USCS Behind The Scenes: Mike Camp Thrives as One of Midwest's Leading Matchmakers
For more than a decade, Mike Camp has served as an integral ingredient for success for a number of mixed martial arts promotions throughout the Midwest. Spending stints as competitor and manager, Camp is most well known as the matchmaker for some of the area's premier organizations.
Camp has been involved in the MMA scene since its budding years. He first found his interest in the sport 12 years ago when he and a close friend began honing their skills in the living room. These rumbles were short lived when Camp's now had enough of it.
"My buddy actually put me through a window," Camp told US Combat Sports. "We broke the window and my wife said 'If your gonna continue this, your gonna have to find somewhere else."
And he did. Camp jumped headfirst into the sport by training under legendary coach Pat Militech and eventually finishing a professional career that included two wins to only one loss. After suffering a loss to Demian Decorah at Madtown Throwdown 5 in his pro debut, "The Madman" finished off his in-ring career in grand finish with stoppages over Anthony Ferguson and Jack O'Neill.
But Camp's 73-second destruction of O'Neill at Evolution 4 wasn't the last time "The Madman" would step into the cage. Camp's fiancé at the time sprung a surprise on him that they would be married within the Octagon at UFC 136:Worlds Collide. With Militech serving as best man alongside Frank Shamrock, Randy Couture, and Matt Hughes, Camp and his wife Laryssa were married.
"As far as I know we are the first and the only couple to be married in the Octagon," laughed Camp.
With a few fights and a wedding under his belt "The Madman" moved out of the ring and into a different phase of the sport; one which would pay big dividends for him and the overall growth of the sport as a manager and matchmaker.
Camp now spends all of his time matchmaking and managing fights throughout the entire Midwest. Associated with promotions such as Madtown Throwdown, King of the Cage, and the North American Fighting Championship, Camp tends to have his hands in filled with a card somewhere. "Right now I am setting up six fights in six different cities," he said.
Some people may think that setting up these fights would be a breeze. All you have to do is wait for two fighters to call that have a similar record and throw them into the ring together and a great fight is born, right? If only it were that simple.

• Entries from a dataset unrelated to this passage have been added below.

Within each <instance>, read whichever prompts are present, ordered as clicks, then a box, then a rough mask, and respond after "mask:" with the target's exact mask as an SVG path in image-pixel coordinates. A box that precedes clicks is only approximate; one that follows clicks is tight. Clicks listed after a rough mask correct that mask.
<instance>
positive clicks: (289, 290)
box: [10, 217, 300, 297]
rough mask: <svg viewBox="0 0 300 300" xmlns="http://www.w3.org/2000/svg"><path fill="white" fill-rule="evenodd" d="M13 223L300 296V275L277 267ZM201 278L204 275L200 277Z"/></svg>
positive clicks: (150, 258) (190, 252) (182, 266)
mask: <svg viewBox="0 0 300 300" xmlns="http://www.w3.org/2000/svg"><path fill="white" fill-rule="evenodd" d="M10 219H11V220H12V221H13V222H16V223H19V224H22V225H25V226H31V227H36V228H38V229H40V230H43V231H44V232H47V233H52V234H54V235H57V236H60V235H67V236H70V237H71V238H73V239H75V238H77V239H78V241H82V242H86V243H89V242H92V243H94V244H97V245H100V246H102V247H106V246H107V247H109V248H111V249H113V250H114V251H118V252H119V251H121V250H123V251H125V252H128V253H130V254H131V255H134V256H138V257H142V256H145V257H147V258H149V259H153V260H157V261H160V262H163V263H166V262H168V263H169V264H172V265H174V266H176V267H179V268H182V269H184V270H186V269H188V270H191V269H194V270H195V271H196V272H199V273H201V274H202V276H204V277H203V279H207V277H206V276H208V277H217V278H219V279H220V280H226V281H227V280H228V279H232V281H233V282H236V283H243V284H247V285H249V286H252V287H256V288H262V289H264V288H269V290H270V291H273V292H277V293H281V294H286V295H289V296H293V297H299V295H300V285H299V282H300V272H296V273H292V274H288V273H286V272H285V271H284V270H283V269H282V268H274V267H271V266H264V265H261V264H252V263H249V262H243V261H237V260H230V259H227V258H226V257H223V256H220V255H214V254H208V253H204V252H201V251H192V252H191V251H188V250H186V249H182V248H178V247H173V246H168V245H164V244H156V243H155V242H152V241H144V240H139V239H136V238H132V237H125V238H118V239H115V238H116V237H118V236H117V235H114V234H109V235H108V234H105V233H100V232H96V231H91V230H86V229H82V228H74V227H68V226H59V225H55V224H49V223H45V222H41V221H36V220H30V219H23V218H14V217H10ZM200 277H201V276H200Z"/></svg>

"A lot of guys look solely at record, but that isn't always conducive to a good fight," says Camp. Instead, he looks at every aspect of a fighter spanning from height, weight, training camp, and even age. More importantly, Camp tries matching styles to implement the best possible result in the cage. "I try to match a kick boxer with a kick boxer or a wrestler with a Jiu Jitsu guy."
Camp is almost like a detective in the aspect that he must thoroughly dig for every little detail that he can come up with to find the perfect pairing between fighters. This is not to say that the fighters themselves cannot help in this process by providing every detail and being honest and in depth when they are contacting Camp.
"In the real world, you're not going to call an employer and say hey I wanna work, what you got." For the situation to work out best for both parties, it helps that both are professional and Camp conducts himself as so. It should be known though that Camp is not doing this to trouble fighters or make their lives harder by any means.
"I consider myself to be a fighter's matchmaker in the fact that I used to fight. Nothing major or monumental but I know the trials and tribulations and would never want to deprive a guy of that if he has done everything as he is supposed to."
This same idea goes hand in hand with Camp's strategy when it comes to booking his cards. Cutting someone from a card is something Camp does not believe in due to aforementioned reasons. This is why Camp believes in overbooking cards, especially when it comes to the amateur level. "I believe in overbooking to offset for natural occurrences. If I want to have 12 fights, I'll book 20."
Camps passion and love for the sport is apparent with his work. With frustration stemming from what he called "a bit of OCD" this frustration melts away on fight night when he sees all of his hard work coming together within the cage.
"I'll be stomping around cursing because things aren't going the way I want them to go. Then when I get to the event and see the work I have put together and the matchups, its bliss and it all pays off and was worth it in the end."
Camp pours everything he has into this sport that the nation has grown to love. With a career spanning 12 years, Camp has seen highs and lows in the sport, but nothing can ever come between him and his love for MMA.